The following days of speeches, seminars, forums, and panel discussions were delivered by vets who were highly-educated and respected members of their communities. They were doctors, lawyers, professors, CEO’s, politicians – and all shades of retired government officials ranging from CIA officers to diplomats.
In their midst I felt a level of inspiration missing since my days in uniform. And I gained what felt like a long-lost family. My heart was truly touched by their war stories and peace activism. VFP members are living proof that small groups can have noticeable, positive impacts on the world.

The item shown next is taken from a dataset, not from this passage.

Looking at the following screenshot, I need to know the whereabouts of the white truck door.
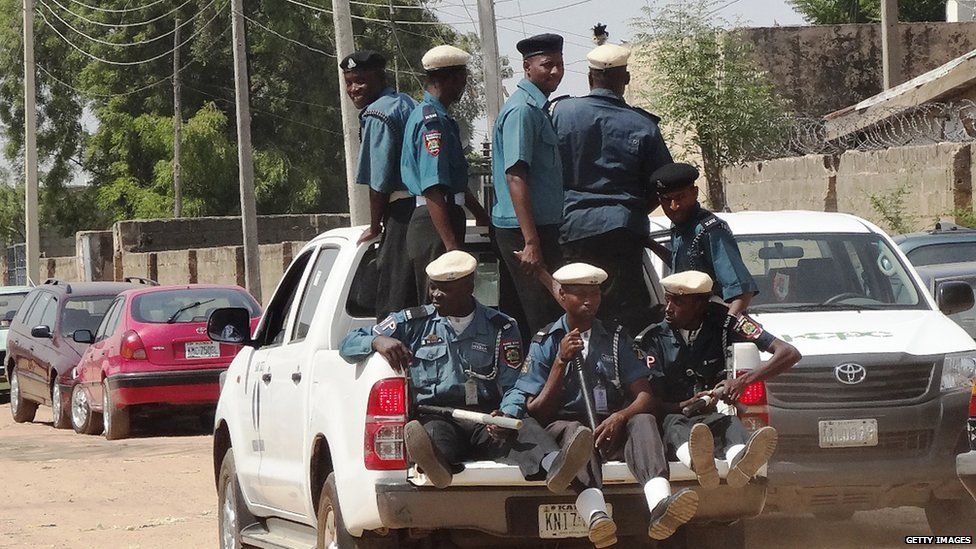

The 2015 Convention theme was “Peace and Reconciliation in the Pacific.” Appropriately, the convention fell on the anniversaries of the nuking of Hiroshima (06.08.1945) and Nagasaki (09.08.1945), and the division of the Korean Peninsula (10.08.1945). As we know, the Korean War is the final remnant of WWII, yet there hasn’t been peace and reconciliation in Asia despite the “end of the Cold War.”
Everything we discussed of the unending Pacific wars can be symbolically represented with one picture – an image of two USN officers and a beautiful woman eating a “Mushroom Cloud” cake just a few months later.
It is almost as if the United States has revised history and brainwashed Americans to such thorough extent that in our national psyche, the suffering of Asia is lost for basking in our successes fighting the “Great War” in Europe (a topic of discussion for another time).
It is time for America to remember traumas of the Forgotten War in Korea; and dedicate ourselves on this 70th anniversary of the peninsula’s division to ending this perpetual crime against humanity that is the Korean War.
I now realize that my healing process – my own “re-humanization” – began the moment I first questioned war as an instrument of national policy. Thanks to VFP I know that to complete my therapy (and do my patriotic duty), I must commit myself to completely rejecting war as an option and lead by acting for peace.